Ventas, Inc. (NYSE:VTR) is one of the four major real estate investment trusts ((REITs)) which derives most of their earnings from senior housing operated portfolio (SHOP), owning or managing (through unconsolidated joint ventures) approximately 1,200 properties. However, the stock has failed to achieve significant price growth, and when compared to its peers, looks really poor.
When it comes to its dividend, Ventas has been able to pay a steady 3 percent plus yield over the past ten years. Though poor performance over the past three to five years is not unusual for the healthcare REIT industry, the case of Ventas is a little different. In my opinion, certain self-inflicted issues like unfriendly behavior with shareholders, bad faith engagement with Land & Buildings, and balance sheet mismanagement have harmed investors more than the prevailing economic and market condition.
Performance of Ventas, Inc. has been really disappointing over the short and medium term. VTR’s total return over the past one year and five years is a measly six percent. Over the past three years, the return was negative. This is despite a steady 3 to 5 percent dividend yield. When compared to its closest competitor, Welltower Inc. (WELL), the company has performed really badly. Not only compared to WELL; its other peers also performed much better.
WELL and VTR have for a long time been the leading healthcare REITs with comparable size, asset quality, and valuations, and they operated in the same SHOP segment. While VTR’s share price dropped by almost 14 percent, WELL’s market price grew by 20 percent over the past five years. Another major healthcare REIT, Medical Properties Trust, Inc. (MPW), recorded an astonishing 55.5 percent price growth over the same period. Such a large gap in performance really needs some reflection.
Ventas had been facing issues long before the covid-19 pandemic set in. In June 2019, Ventas promised a pivot to growth, claiming that occupancy growth and improved delivery would lead towards an earnings growth during the years of 2020 and 2021. The Pivot of Growth also forecasted higher than 12 percent compounded return to the shareholders over the next five years.

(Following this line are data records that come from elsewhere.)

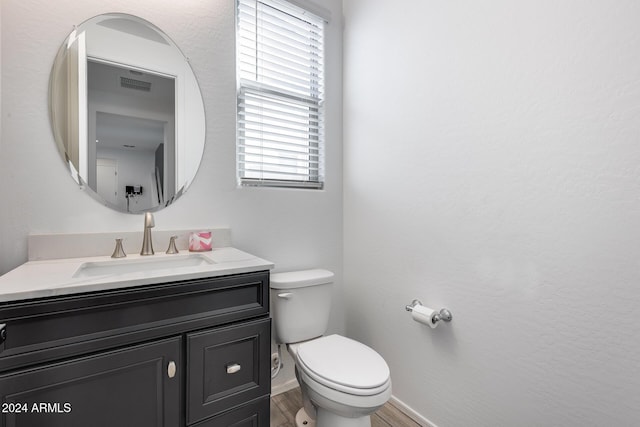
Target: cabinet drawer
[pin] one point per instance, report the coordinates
(227, 367)
(58, 327)
(253, 414)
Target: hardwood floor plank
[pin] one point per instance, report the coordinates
(376, 421)
(277, 418)
(395, 416)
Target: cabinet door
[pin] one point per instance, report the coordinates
(227, 367)
(128, 387)
(253, 414)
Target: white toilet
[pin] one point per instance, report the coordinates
(342, 381)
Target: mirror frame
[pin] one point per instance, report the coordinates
(190, 118)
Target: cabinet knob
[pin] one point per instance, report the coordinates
(232, 369)
(171, 369)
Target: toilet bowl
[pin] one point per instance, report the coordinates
(342, 380)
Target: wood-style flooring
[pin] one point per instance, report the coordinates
(284, 407)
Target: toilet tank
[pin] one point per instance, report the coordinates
(301, 304)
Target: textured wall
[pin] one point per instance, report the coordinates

However, during the subsequent earnings calls in Q2 and Q3 2019, there were clear indications of divergence from its growth target. VTR’s SHOP segment failed miserably due to some regulatory issues pertaining to the reimbursement system and service classification codes. Based on the performance of its SHOP portfolio, Ventas lowered its 2019 guidance for funds from operation (FFO) to between $3.81 and $3.85 per share, from the previous range of between $3.80 and $3.86 per share.
For a REIT, funds from operation is a true indicator of its operating performance. If we want to measure the efficiency of day-to-day operations, we need to add back depreciation, amortization, and losses on sales of assets to the net earnings and then subtract net interest income and gains on sale of assets. For Ventas, FFO depicts a very poor picture for the past five years. Its FFO has recorded a negative CAGR of almost 7 percent, and 11 percent over the past 5 years and 3 years respectively. YoY decline in its FFO is even worse at around 13 percent.
In late 2017, Ventas created a subsidiary named Eclipse Senior Living (ESL) in order to manage about 80 of its underperforming assets. ESL underperformed in subsequent years and failed to manage those assets. ESL considered implementing a new pricing model for them, which did not materialize due to tough market conditions. In October 2021, Ventas shut down ESL and handed over the operations of 90 underperforming assets to eight local operators.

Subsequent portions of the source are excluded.